We have a room full of *identical* boxes that we have run Red Hat Linux classes (6.x, 7.x, 8.0 and 9) on over the past 4 years. These are 500Mhz Intel 440BX motherboard boxes.
No problems until RHL9 came out. On about 50% of the machines (identical hardware remember, including BIOS settings) kernel system calls on RH 2.4.20 kernels run about 4x - 10x slower.
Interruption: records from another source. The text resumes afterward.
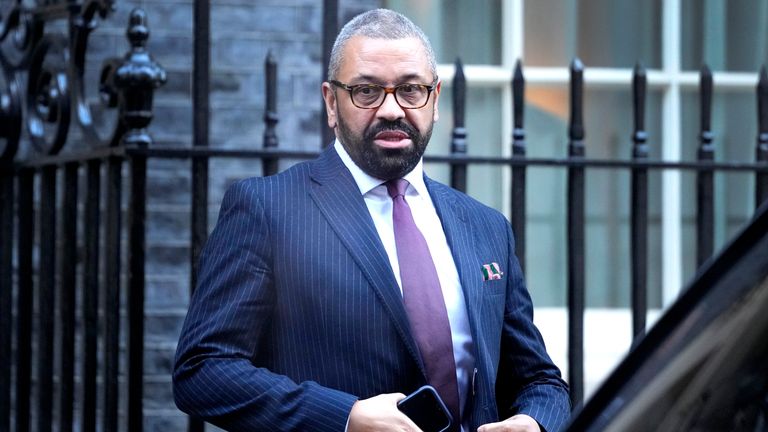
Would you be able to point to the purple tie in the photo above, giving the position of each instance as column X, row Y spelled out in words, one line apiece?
column 423, row 299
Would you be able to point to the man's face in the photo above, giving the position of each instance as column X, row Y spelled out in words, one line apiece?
column 386, row 142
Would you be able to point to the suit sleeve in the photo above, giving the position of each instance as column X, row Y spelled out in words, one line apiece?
column 528, row 381
column 226, row 327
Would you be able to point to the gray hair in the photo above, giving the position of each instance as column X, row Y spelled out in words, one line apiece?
column 378, row 24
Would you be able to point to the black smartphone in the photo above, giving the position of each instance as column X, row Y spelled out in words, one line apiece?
column 426, row 409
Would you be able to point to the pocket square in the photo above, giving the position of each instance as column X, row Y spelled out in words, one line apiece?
column 491, row 271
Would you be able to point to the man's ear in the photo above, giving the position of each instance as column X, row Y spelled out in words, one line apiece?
column 436, row 111
column 329, row 96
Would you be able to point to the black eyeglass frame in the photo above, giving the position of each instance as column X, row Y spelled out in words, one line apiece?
column 387, row 90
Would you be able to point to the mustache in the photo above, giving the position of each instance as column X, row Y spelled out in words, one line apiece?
column 396, row 125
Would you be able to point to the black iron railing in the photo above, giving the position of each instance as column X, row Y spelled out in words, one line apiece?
column 38, row 193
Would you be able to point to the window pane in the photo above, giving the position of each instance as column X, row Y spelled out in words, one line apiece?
column 603, row 33
column 727, row 35
column 456, row 28
column 608, row 117
column 735, row 127
column 482, row 117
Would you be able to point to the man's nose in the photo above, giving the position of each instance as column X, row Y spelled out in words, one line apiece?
column 390, row 109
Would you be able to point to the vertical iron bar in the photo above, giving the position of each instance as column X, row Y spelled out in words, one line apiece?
column 518, row 171
column 330, row 28
column 67, row 298
column 270, row 164
column 46, row 299
column 91, row 294
column 761, row 178
column 576, row 238
column 201, row 109
column 459, row 137
column 112, row 292
column 705, row 215
column 639, row 209
column 136, row 281
column 7, row 201
column 26, row 217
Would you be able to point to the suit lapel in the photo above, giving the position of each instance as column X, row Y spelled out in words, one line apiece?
column 455, row 222
column 337, row 196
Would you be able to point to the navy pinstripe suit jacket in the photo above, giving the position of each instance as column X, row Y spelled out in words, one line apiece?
column 297, row 313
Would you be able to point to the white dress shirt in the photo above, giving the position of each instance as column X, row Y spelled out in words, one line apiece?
column 379, row 205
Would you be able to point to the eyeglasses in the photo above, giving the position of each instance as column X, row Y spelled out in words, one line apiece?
column 371, row 96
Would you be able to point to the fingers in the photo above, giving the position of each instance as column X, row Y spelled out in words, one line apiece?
column 380, row 413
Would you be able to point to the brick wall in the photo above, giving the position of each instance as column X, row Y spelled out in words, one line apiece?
column 242, row 32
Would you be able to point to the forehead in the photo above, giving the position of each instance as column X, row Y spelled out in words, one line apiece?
column 386, row 60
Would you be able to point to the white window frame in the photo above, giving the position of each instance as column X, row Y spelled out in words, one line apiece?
column 670, row 79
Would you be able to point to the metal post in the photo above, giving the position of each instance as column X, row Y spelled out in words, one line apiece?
column 200, row 176
column 270, row 164
column 7, row 201
column 330, row 28
column 576, row 239
column 46, row 299
column 67, row 298
column 639, row 209
column 112, row 292
column 761, row 178
column 459, row 136
column 90, row 302
column 518, row 171
column 705, row 185
column 26, row 217
column 136, row 280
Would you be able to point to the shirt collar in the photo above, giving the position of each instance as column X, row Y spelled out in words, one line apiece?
column 366, row 182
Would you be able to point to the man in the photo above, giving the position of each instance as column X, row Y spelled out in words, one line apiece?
column 329, row 291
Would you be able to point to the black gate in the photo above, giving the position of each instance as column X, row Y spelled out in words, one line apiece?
column 99, row 258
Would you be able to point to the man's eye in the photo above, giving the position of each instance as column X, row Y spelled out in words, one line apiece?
column 366, row 91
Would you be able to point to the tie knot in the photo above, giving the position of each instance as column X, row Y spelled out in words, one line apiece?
column 396, row 187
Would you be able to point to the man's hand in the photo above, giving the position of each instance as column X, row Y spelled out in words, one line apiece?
column 518, row 423
column 380, row 413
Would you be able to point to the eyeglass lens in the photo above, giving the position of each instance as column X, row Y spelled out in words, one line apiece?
column 407, row 95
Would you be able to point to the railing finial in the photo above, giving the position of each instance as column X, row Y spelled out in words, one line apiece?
column 137, row 78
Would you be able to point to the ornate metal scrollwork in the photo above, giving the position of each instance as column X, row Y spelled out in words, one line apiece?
column 48, row 100
column 51, row 66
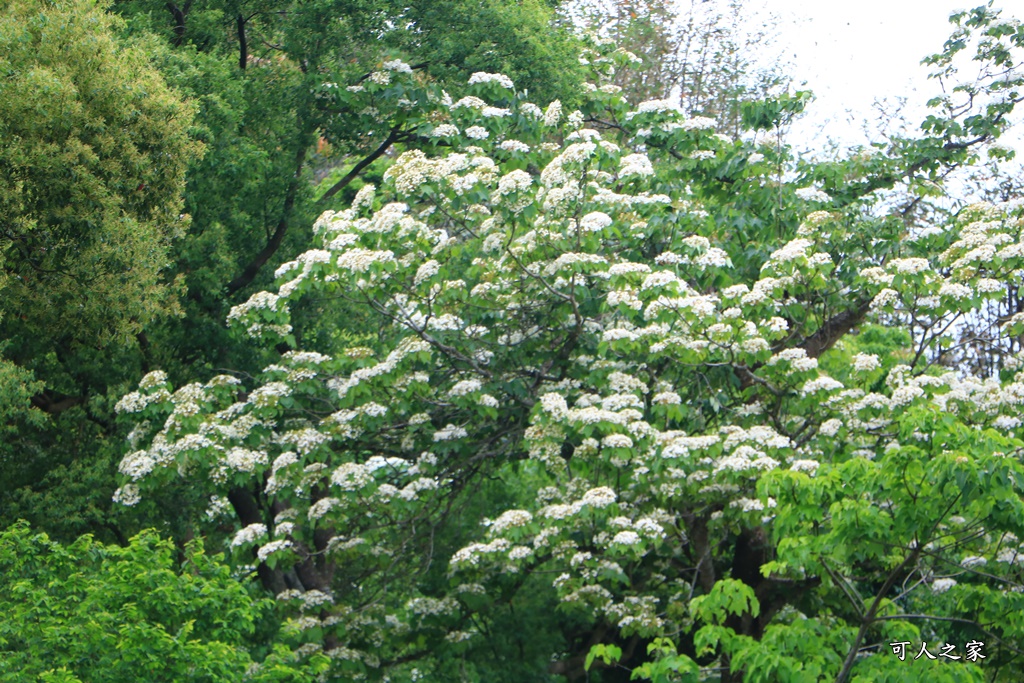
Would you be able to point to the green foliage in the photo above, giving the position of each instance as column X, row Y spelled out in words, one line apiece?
column 86, row 611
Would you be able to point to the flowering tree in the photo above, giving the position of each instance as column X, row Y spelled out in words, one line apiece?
column 717, row 400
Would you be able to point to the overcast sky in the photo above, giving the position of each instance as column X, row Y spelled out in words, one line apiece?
column 851, row 53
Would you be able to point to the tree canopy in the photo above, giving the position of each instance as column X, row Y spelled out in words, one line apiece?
column 715, row 399
column 558, row 386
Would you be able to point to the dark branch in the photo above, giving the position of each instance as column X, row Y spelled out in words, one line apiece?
column 835, row 328
column 53, row 404
column 359, row 167
column 243, row 43
column 250, row 271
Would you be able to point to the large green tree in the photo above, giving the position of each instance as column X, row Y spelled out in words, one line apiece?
column 93, row 151
column 627, row 383
column 263, row 83
column 86, row 612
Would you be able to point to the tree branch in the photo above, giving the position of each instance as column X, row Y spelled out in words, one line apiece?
column 250, row 271
column 358, row 168
column 243, row 43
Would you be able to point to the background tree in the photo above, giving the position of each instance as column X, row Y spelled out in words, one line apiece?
column 103, row 613
column 93, row 151
column 707, row 57
column 263, row 84
column 672, row 363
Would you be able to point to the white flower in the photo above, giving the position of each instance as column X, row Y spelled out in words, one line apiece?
column 500, row 79
column 444, row 130
column 601, row 497
column 626, row 539
column 748, row 504
column 510, row 518
column 595, row 221
column 812, row 195
column 809, row 466
column 271, row 548
column 553, row 114
column 616, row 441
column 127, row 495
column 637, row 164
column 666, row 398
column 865, row 363
column 514, row 145
column 397, row 66
column 830, row 427
column 514, row 181
column 450, row 433
column 427, row 270
column 973, row 561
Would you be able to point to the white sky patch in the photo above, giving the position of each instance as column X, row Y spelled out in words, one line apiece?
column 853, row 54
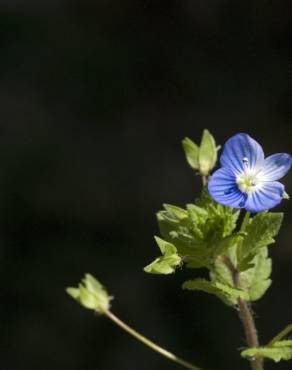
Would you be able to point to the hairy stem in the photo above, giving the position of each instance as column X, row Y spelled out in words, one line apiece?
column 246, row 317
column 149, row 343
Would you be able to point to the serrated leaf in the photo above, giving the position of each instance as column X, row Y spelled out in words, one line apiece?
column 91, row 294
column 281, row 350
column 207, row 153
column 256, row 280
column 223, row 245
column 260, row 233
column 192, row 153
column 281, row 335
column 176, row 212
column 223, row 291
column 168, row 262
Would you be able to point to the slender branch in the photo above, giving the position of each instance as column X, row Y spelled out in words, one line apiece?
column 204, row 180
column 246, row 317
column 149, row 343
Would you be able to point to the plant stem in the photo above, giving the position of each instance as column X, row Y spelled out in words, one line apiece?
column 246, row 317
column 204, row 180
column 149, row 343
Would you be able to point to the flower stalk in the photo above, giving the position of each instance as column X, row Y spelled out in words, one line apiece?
column 149, row 343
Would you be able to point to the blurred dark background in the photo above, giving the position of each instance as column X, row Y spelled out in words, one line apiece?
column 95, row 98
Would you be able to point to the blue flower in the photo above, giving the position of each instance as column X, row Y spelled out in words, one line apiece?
column 247, row 179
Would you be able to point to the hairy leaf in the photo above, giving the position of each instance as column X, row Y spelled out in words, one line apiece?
column 167, row 263
column 281, row 350
column 207, row 153
column 192, row 153
column 260, row 233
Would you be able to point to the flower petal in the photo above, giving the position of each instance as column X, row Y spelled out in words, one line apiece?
column 269, row 195
column 237, row 148
column 276, row 166
column 223, row 188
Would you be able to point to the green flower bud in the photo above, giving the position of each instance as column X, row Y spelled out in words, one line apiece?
column 91, row 294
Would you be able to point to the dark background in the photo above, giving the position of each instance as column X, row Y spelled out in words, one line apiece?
column 95, row 98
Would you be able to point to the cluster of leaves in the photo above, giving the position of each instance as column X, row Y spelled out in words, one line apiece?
column 205, row 234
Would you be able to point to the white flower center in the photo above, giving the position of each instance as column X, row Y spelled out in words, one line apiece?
column 248, row 181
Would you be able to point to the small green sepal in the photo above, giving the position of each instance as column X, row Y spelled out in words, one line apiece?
column 207, row 154
column 192, row 153
column 168, row 262
column 91, row 294
column 201, row 158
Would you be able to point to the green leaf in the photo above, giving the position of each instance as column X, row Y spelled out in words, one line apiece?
column 223, row 291
column 176, row 212
column 223, row 245
column 207, row 153
column 260, row 233
column 192, row 153
column 256, row 280
column 281, row 350
column 168, row 262
column 200, row 232
column 91, row 294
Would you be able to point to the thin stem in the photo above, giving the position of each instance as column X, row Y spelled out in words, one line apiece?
column 246, row 317
column 204, row 180
column 149, row 343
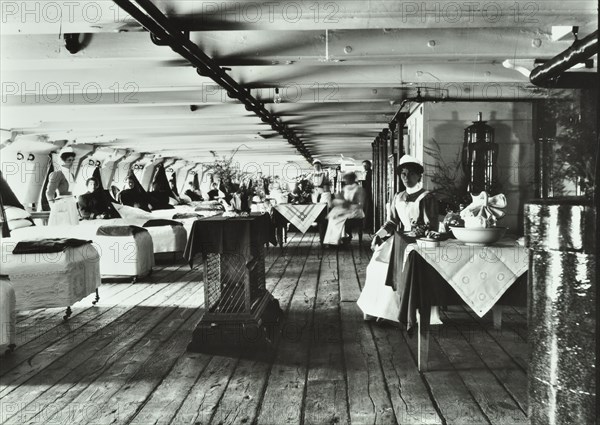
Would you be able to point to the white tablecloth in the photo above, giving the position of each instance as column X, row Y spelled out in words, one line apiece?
column 301, row 216
column 479, row 274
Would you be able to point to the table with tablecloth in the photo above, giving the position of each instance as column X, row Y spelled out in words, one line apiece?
column 301, row 216
column 454, row 274
column 235, row 294
column 218, row 234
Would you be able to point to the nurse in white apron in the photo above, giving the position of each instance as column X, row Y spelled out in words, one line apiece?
column 63, row 205
column 379, row 297
column 321, row 184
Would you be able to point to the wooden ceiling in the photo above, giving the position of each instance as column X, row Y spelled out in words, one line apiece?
column 341, row 69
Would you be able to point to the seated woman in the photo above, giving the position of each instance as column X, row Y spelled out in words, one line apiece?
column 302, row 193
column 347, row 205
column 134, row 196
column 95, row 204
column 412, row 207
column 214, row 193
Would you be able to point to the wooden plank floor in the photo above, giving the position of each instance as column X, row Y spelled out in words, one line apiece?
column 124, row 361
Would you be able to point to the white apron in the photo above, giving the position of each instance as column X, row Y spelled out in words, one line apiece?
column 64, row 208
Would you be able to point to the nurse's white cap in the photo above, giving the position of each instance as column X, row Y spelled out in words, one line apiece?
column 407, row 159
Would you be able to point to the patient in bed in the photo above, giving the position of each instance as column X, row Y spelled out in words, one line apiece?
column 95, row 203
column 134, row 197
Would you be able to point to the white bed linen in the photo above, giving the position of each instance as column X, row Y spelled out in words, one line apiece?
column 164, row 238
column 119, row 255
column 51, row 279
column 8, row 319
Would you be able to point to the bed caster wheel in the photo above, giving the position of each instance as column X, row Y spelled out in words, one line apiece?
column 97, row 297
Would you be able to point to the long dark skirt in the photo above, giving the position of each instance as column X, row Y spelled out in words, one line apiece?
column 394, row 277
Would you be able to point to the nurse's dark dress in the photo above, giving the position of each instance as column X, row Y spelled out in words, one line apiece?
column 377, row 299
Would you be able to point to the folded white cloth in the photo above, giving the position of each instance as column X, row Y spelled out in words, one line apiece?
column 479, row 274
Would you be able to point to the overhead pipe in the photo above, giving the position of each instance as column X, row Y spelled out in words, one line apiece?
column 551, row 73
column 162, row 30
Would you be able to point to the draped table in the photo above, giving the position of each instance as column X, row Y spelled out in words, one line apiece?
column 302, row 216
column 239, row 310
column 483, row 277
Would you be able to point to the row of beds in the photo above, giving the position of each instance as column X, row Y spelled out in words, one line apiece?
column 36, row 275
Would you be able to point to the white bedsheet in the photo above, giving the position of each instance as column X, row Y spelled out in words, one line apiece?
column 164, row 238
column 51, row 279
column 8, row 317
column 119, row 255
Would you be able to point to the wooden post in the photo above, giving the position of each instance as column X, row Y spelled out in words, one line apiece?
column 561, row 236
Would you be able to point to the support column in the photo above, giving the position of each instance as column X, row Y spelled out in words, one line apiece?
column 561, row 235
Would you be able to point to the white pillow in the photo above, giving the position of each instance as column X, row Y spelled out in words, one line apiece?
column 17, row 224
column 14, row 213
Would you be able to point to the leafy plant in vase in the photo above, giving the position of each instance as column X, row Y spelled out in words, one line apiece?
column 227, row 173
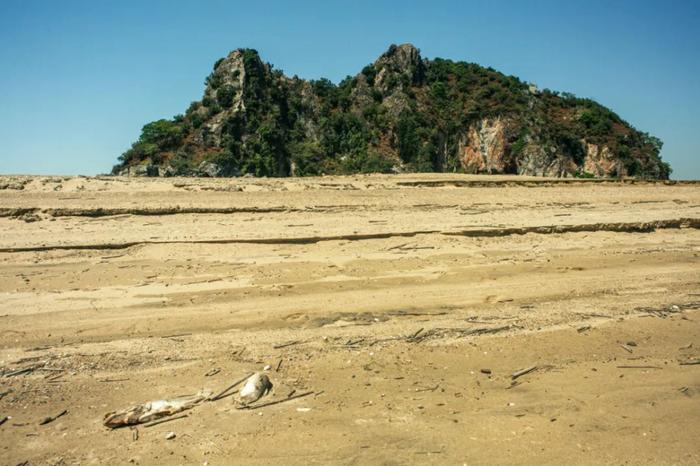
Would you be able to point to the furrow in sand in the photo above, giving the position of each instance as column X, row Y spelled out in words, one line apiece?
column 622, row 227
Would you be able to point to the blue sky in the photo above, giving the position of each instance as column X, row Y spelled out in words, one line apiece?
column 80, row 78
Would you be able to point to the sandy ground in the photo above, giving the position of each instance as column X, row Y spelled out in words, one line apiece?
column 404, row 303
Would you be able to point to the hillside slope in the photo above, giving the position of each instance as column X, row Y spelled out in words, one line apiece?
column 403, row 113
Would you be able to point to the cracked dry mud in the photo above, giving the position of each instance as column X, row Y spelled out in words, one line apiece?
column 405, row 303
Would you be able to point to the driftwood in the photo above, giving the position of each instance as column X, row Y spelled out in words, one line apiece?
column 270, row 403
column 161, row 421
column 522, row 372
column 49, row 419
column 222, row 394
column 284, row 345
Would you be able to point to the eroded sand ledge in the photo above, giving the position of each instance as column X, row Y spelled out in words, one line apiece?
column 395, row 292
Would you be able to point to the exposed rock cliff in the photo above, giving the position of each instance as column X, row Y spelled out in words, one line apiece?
column 401, row 113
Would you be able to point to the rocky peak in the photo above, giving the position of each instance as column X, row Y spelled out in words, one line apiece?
column 399, row 61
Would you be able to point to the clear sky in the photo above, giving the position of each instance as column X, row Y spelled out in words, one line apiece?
column 78, row 79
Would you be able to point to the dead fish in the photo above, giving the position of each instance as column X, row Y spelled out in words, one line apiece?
column 257, row 386
column 152, row 410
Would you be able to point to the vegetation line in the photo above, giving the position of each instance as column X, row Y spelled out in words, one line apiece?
column 624, row 227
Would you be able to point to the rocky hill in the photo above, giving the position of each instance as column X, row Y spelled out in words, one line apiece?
column 402, row 113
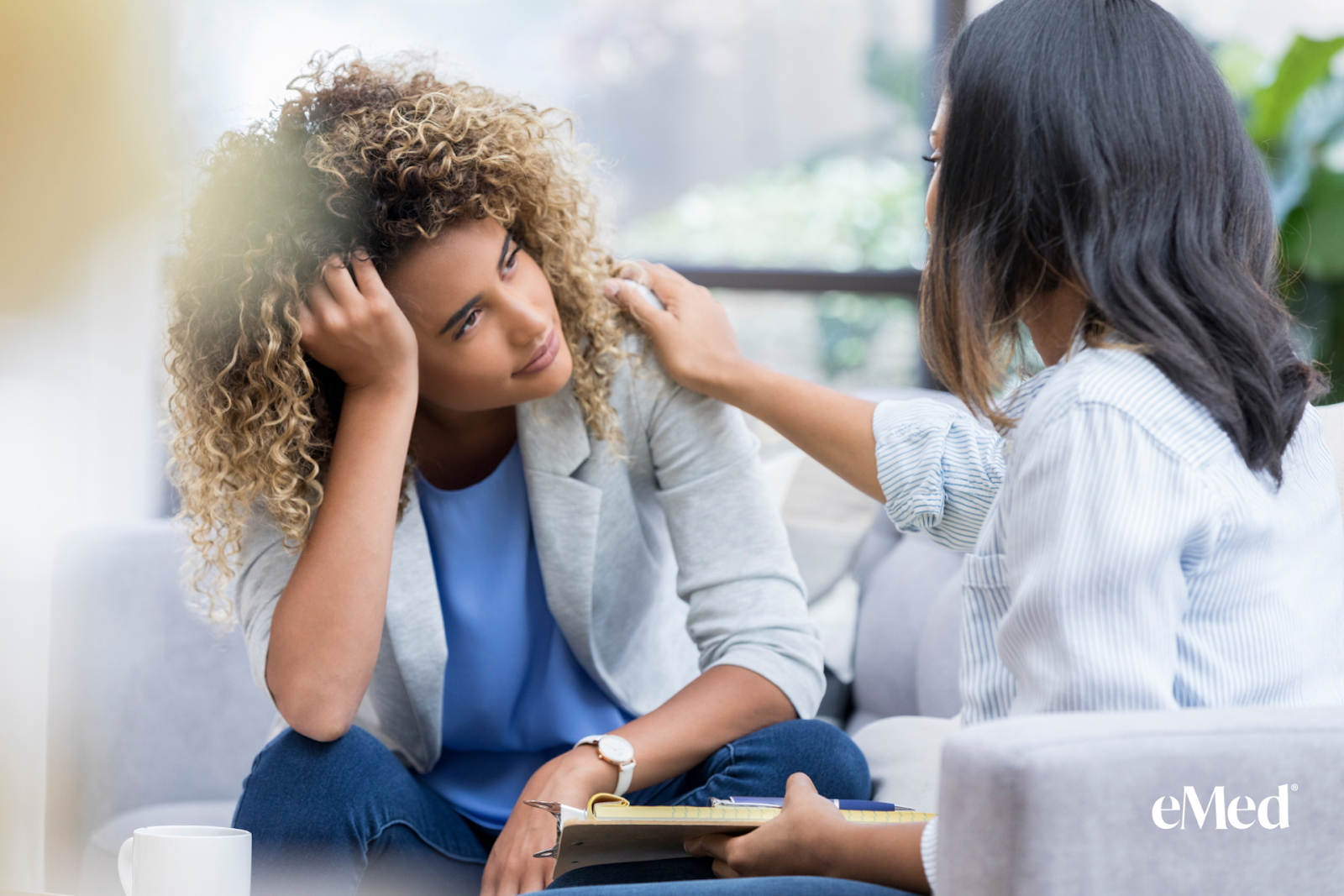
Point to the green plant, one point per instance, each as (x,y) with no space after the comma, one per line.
(1297,121)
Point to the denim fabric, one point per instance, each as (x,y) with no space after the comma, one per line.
(324,815)
(738,887)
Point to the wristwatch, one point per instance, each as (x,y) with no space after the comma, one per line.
(617,752)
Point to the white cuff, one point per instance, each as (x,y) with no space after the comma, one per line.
(929,853)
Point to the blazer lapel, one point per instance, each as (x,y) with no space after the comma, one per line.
(413,627)
(564,513)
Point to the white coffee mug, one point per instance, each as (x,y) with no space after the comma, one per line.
(186,860)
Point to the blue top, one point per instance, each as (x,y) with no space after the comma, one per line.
(514,694)
(1122,557)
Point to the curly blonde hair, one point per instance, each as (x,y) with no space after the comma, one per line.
(365,156)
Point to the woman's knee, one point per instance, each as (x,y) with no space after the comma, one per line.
(306,781)
(826,754)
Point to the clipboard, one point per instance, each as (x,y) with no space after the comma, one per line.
(613,831)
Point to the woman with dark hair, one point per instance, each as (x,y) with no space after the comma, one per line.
(1156,523)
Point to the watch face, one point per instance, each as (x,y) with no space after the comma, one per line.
(616,748)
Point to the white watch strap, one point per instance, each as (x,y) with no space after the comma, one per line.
(627,772)
(622,782)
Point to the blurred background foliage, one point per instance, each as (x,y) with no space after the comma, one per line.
(851,206)
(1294,112)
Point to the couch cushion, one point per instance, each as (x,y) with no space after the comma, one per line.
(893,610)
(1063,804)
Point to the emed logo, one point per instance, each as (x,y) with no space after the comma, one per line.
(1223,812)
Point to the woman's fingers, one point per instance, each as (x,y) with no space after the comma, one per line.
(366,275)
(339,281)
(633,302)
(723,869)
(719,848)
(326,309)
(799,789)
(675,289)
(633,270)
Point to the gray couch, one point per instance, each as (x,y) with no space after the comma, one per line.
(155,720)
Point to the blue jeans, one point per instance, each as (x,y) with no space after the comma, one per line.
(327,817)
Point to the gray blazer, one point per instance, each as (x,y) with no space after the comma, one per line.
(656,567)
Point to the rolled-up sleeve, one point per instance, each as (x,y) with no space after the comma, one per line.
(938,468)
(748,605)
(929,853)
(264,573)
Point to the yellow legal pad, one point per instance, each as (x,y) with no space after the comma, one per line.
(611,832)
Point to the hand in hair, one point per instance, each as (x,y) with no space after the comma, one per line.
(353,325)
(692,338)
(696,347)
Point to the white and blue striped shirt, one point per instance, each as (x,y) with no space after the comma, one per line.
(1122,557)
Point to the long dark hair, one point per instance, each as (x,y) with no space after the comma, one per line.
(1095,143)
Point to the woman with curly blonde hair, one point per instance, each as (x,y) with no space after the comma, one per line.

Of course with this problem the whole system runs dog slow and is painful to use.
The vanilla kernel.org kernels and the RH 2.4.18 kernels (from RHL8.0) do NOT exhibit the slowdown.
The problem can be easily quantified using strace. Take a look at the following (especially the third column):
First with vanilla ftp.kernel.org 2.4.20 compiled using kernel-2.4.20-i686.config from RH.
[root@station9 root]# uname -r 2.4.20 [root@station9 root]# strace -c ls -al /etc > /dev/null execve("/bin/ls", ["ls", "-al", "/etc"], [/* 30 vars */]) = 0 % time seconds usecs/call calls errors syscall ------ ----------- ----------- --------- --------- ---------------- 41.25 0.002895 10 289 lstat64 12.92 0.000907 36 25 read 12.61 0.000885 22 41 14 open 5.34 0.000375 21 18 readlink 5.27 0.000370 12 31 old_mmap 5.14 0.000361 52 7 getdents64 5.06 0.000355 15 23 munmap 2.82 0.000198 7 30 close 2.11 0.000148 5 28 fstat64 1.44 0.000101 3 31 fcntl64 1.44 0.000101 51 2 socket 1.42 0.000100 50 2 2 connect 1.27 0.000089 5 17 brk 0.80 0.000056 56 1 mmap2 0.57 0.000040 8 5 write 0.19 0.000013 4 3 2 rt_sigaction 0.17 0.000012 4 3 3 ioctl 0.13 0.000009 9 1 uname 0.06 0.000004 4 1 gettimeofday ------ ----------- ----------- --------- --------- ---------------- 100.00 0.007019 558 21 total
Now the latest RHL9 errata kernel. All RHL9 kernels and RHL8.0 kernels
= 2.4.20 perform the same:
[root@station9 root]# uname -r; strace -c ls -al /etc > /dev/null 2.4.20-20.9 execve("/bin/ls", ["ls", "-al", "/etc"], [/* 30 vars */]) = 0 % time seconds usecs/call calls errors syscall ------ ----------- ----------- --------- --------- ---------------- 43.57 0.019390 67 289 lstat64 10.88 0.004841 194 25 read 9.82 0.004369 109 40 13 open 5.84 0.002601 145 18 readlink 5.78 0.002574 112 23 munmap 4.51 0.002007 72 28 fstat64 4.17 0.001857 265 7 getdents64 3.12 0.001387 45 31 fcntl64 2.53 0.001124 37 30 close 2.42 0.001078 98 11 old_mmap 1.87 0.000834 49 17 brk 1.07 0.000475 238 2 2 connect 1.06 0.000473 237 2 socket 1.00 0.000446 20 22 mmap2 0.91 0.000405 81 5 write 0.52 0.000233 78 3 2 rt_sigaction 0.44 0.000197 66 3 3 ioctl 0.44 0.000197 197 1 uname 0.02 0.000011 11 1 set_thread_area 0.01 0.000003 3 1 gettimeofday ------ ----------- ----------- --------- --------- ---------------- 100.00 0.044502 559 20 total
I'm posting this message to see if anyone else has seen anything similar or has any ideas. This same problem is 100% reproducible on multiple machines in the classroom.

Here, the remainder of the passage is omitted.